Porti a casa la vera sposina.
                               …………………………………………..



Era passato più di un mese da quando non possedeva più le chiavi di casa. Aveva pensato di chiamare qualcuno e farsi aprire la porta. Ma era molto più grande il terrore di essere scoperta. Non poteva usare il telefono perché lui controllava le chiamate.

Si era seduta vicino alla finestra, leggermente nascosta dalle tende, per guardare la nevicata. Era meraviglioso. Aveva aperto i vetri appena per far entrare l’aria fresca e pulita del pomeriggio e qualche fiocco di neve spinto dal vento all’interno della cucina si scioglieva sul pavimento.

Respirò profondamente ad occhi chiusi, anche se era certa che dopo avrebbe sentito più intensamente l’odore che aleggiava all’interno della casa.

C’era una volta Cenerentola, che venne rinchiusa e tutto quello che c’era nel castello rimase chiuso con lei. Tutto. Per sempre.

La spazzatura si ammassava sotto le finestre della cucina. Il Principe non aveva voluto una casa con balcone. Sosteneva che era solo un vantaggio per i ladri. Così, i sacchetti si ammucchiavano un po’ dappertutto e Cenerentola apriva le imposte di sera per ventilare ogni angolo.

Mentre chiudeva la tapparella sentì il cellulare.
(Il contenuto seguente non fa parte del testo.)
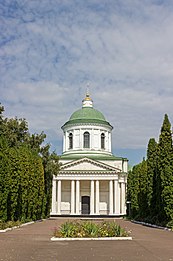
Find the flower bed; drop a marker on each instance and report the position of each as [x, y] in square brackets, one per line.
[89, 230]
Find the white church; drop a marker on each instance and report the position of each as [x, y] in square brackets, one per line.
[91, 181]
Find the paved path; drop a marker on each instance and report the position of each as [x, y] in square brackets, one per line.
[32, 242]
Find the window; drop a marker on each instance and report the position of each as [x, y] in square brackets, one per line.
[70, 141]
[86, 143]
[102, 141]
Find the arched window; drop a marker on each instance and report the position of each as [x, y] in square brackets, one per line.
[86, 140]
[102, 141]
[70, 141]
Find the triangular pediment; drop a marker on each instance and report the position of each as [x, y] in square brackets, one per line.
[86, 164]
Era lui, vedeva il suo viso sullo schermo e rispose obbediente.

“Pronto?”. “Arrivo”. “Ok”. E mise giù.

Zoppicando lentamente andò in bagno, si spogliò ed entrò in doccia. Sapeva di avere ancora una buona mezz’ora a disposizione, prima che il Principe rientrasse. Aprì l’acqua calda e la fece scorrere con sollievo sulla pelle nuda. In alcuni punti la temperatura le dava un po’ fastidio. Sui lividi delle cosce, sulle nocche screpolate delle mani e quella sera, particolarmente, sulle labbra. Erano tutte arrossate, anche sui bordi, come se avesse messo il rossetto come un pagliaccio. Cercò di evitare la caduta diretta dell’acqua su quei punti. Si insaponò con cura, con il bagnoschiuma che lui adorava. Si capiva da come le consumava il collo a furia di sentire il profumo quando l’abbracciava brusco entrando in casa.

L’accappatoio era vecchissimo e ruvido. Aveva tanti anni quanti lei. All’inizio vivevano d’aria e amore. Di pane e carezze. Di scarpette di cristallo piene di sogni. Ma mentre il Principe risparmiava e risparmiava, Cenerentola non vedeva un centesimo. Il tempo avrebbe portato castelli e desideri compiuti. Lui promise e lei credette ad ogni parola.

Si tamponò i capelli con la spugna. Non voleva consumare corrente con il phon. Si sarebbero asciugati da soli, anche se faceva un po’ freddo. Almeno avrebbero mantenuto il profumo del balsamo, e comunque a lui piacevano così, bagnati e morbidi.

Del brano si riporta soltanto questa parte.